Washington (EFE).- O secretário de Estado dos EUA, Antony Blinken, viajará no domingo ao Egito, Israel e Cisjordânia para discutir «prioridades globais e regionais», como a invasão russa à Ucrânia, Irã e o conflito israelense-palestino.
Em comunicado divulgado nesta quinta-feira, o Departamento de Estado disse que a viagem ocorrerá de domingo a terça-feira da semana que vem e que Blinken visitará primeiro o Egito, onde se encontrará com o presidente, Abdelfattah El-Sisi; o ministro das Relações Exteriores, Sameh Shoukry, e outros funcionários para avançar a parceria estratégica com o país na promoção da paz e segurança na região.
Entre outras questões, será discutido o «apoio compartilhado» às eleições na Líbia e ao processo político em curso liderado pelo Sudão.
Prioridade para a segurança de Israel
Posteriormente, o secretário viajará para Jerusalém e Ramallah na próxima segunda e terça-feira. Em Israel, Blinken se reunirá com o primeiro-ministro, Benjamin Netanyahu, o chanceler, Eli Cohen, e outras autoridades para debater o «apoio duradouro» dos Estados Unidos à segurança de Israel, «particularmente contra as ameaças do Irã».
«O secretário discutirá também o aprofundamento da integração de Israel na região, as relações israelenses-palestinas e a importância de uma solução de dois Estados», segundo o comunicado.
Na Cisjordânia, o secretário se reunirá com o presidente da Autoridade Palestina, Mahmoud Abbas, e outras autoridades para discutir as relações israelenses-palestinas e a importância de uma solução de dois Estados, reformas políticas e um maior reforço das relações dos EUA com os palestinos.

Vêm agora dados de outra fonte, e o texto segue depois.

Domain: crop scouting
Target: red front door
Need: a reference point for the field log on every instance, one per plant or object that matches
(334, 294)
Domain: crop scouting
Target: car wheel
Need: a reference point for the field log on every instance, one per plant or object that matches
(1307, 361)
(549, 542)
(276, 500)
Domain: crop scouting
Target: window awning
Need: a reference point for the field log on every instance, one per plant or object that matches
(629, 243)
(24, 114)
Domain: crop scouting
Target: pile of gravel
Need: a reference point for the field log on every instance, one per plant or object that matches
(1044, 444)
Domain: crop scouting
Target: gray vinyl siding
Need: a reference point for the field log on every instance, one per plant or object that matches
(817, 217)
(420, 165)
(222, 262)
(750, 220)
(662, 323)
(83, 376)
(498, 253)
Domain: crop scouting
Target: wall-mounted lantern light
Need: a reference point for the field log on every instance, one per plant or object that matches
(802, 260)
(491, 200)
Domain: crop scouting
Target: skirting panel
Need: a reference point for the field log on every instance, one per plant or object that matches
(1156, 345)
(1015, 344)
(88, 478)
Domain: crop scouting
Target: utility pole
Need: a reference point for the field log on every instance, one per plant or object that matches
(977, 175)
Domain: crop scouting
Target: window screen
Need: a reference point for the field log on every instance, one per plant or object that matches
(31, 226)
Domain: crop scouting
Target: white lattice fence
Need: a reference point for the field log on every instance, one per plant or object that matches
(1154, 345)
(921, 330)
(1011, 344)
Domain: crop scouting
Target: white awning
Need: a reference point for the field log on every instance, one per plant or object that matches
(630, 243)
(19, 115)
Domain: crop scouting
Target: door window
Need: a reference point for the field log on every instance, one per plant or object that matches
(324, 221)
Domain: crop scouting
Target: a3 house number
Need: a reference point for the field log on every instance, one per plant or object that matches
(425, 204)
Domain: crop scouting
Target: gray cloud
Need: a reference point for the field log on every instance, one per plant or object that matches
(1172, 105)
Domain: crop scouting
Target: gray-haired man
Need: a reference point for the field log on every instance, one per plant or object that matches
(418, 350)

«Tanto com os líderes israelenses como palestinos, o secretário ressaltará a necessidade urgente de as partes tomarem medidas para reduzir as tensões, a fim de dar fim ao ciclo de violência que ceifou muitas vidas inocentes», acrescenta.
«O secretário se envolverá com a sociedade civil durante toda a viagem para sublinhar o nosso compromisso com os direitos humanos, o apoio à sociedade civil e a importância duradoura dos laços interpessoais», conclui a declaração.